At least Nikita and Raul liked her; they understood what it was like to be treated with suspicion. They were from Uzbekistan. In Mt. Arliss that was the same as being a Russian, so everyone took them for commie spies when they first arrived. But eventually, when enough people met them and heard their story and saw how they loved all things American – they even started calling their french fries Freedom Fries and still called sauerkraut Liberty Lettuce – people accepted them as more or less an equal part of the community. After Arley died, they were the only ones who would really talk to her, and they gave her the waitress job so that she could support herself.

That had been more than 15 years ago; and even though Lili had long forgotten the little bit of Japanese her mother had taught her and she dressed and talked like everybody else, she was still an outsider and she had to struggle more for her tips than young Delores, the single mom who had grown up in Mount Arliss and had been pregnant before she got out of high school. She would have to bring her son with her to work sometimes. Customers almost always tipped her better when she did.

Lili looked up when she heard the bell above the door ring. It was a youngish man – which meant he was in his mid-30’s. He was new to town. People didn’t know what to make of him because his wife worked but he didn’t. He sat down at the lunch counter and waited without saying anything to her. She smiled at him, stood up, and smoothed her dress.

“Do you need a menu?” she asked.

He shook his head and smiled. “Just a cup of coffee,” he answered. There was none of the usual wariness in his eyes. He didn’t look like someone who had a lot of money to tip. And besides, all he wanted was coffee. But she found herself relaxing just a little anyway.

She poured him a cup of coffee. “Cream and sugar?” she asked.

He shook his head again. “No thank you,” he answered.

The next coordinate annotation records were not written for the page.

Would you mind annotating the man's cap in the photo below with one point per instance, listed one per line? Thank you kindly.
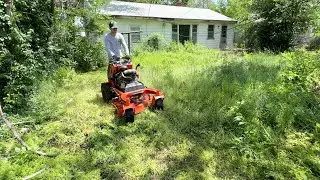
(113, 24)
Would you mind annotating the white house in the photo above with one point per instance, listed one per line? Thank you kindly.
(202, 26)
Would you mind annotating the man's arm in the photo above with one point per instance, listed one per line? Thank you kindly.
(124, 44)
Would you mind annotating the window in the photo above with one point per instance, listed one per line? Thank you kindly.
(174, 32)
(224, 31)
(194, 33)
(210, 31)
(135, 37)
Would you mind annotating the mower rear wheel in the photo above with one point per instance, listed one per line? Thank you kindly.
(158, 105)
(106, 91)
(129, 116)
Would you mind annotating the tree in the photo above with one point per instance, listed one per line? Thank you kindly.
(277, 22)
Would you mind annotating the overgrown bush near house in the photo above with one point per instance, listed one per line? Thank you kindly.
(314, 44)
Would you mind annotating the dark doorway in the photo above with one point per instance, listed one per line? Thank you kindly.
(184, 33)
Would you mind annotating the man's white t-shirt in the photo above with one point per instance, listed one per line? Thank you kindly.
(113, 45)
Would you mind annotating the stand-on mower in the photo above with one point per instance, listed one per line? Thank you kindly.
(127, 94)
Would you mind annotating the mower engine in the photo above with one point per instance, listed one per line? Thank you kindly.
(128, 95)
(127, 80)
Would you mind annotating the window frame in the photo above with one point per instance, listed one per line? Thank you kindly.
(210, 31)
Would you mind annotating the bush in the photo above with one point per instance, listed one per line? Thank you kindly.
(314, 44)
(89, 55)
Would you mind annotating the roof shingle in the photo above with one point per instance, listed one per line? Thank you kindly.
(120, 8)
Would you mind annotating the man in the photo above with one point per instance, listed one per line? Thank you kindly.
(114, 41)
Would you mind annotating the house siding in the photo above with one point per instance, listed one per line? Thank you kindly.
(150, 26)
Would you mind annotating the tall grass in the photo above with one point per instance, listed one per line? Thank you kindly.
(227, 116)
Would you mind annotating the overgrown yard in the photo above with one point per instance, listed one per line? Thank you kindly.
(252, 116)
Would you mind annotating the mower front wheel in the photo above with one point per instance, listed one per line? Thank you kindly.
(158, 105)
(106, 91)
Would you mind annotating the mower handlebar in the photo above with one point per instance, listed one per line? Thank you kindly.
(120, 60)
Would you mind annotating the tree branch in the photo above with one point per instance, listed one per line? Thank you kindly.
(35, 174)
(18, 137)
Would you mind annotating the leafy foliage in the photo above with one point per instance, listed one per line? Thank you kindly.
(277, 22)
(35, 41)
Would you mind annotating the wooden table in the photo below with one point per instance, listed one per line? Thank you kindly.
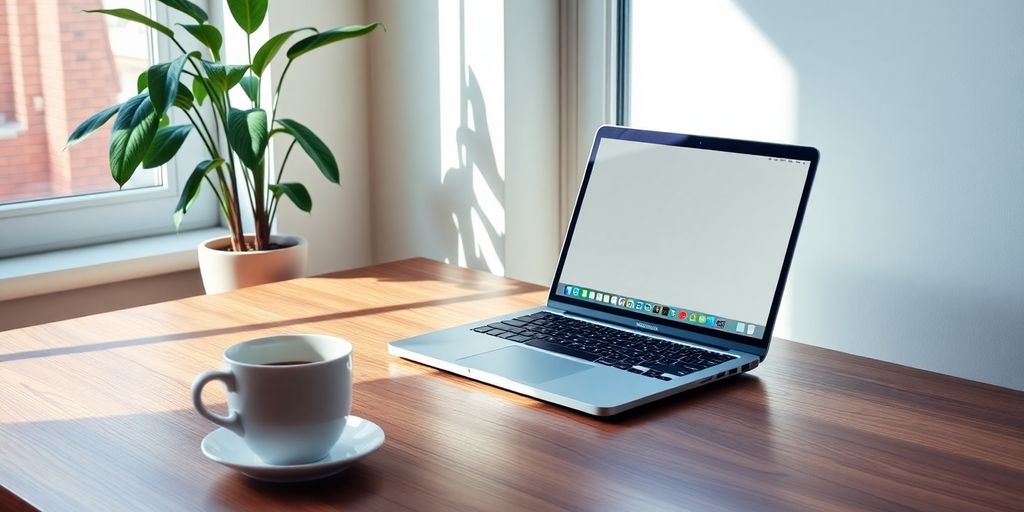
(95, 415)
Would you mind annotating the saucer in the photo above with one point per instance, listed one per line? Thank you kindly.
(359, 438)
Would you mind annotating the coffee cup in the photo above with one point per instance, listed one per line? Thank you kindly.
(288, 395)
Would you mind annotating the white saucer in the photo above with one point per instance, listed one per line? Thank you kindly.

She left him at the counter and bussed the table, which made her feet hurt. The old couple left a nickel tip for a $10 check. Most people left at least a dollar, but she knew they’d left a nickel because neither of them had a penny, which was the usual form their derision took. Nikita and Raul were talking in the back and arguing about what the dinner special was going to be. The man at the counter wasn’t watching her; he was staring into his coffee, lost in thought.

What does a man like that think about? she wondered.

He finished his cup, without saying another word and left money on the counter. Then he got up to leave. He smiled and waved at her – a nice, polite wave – before he walked out the door. She rang up his coffee. He’d left a small tip. Lili smiled and pocketed the little bit of change.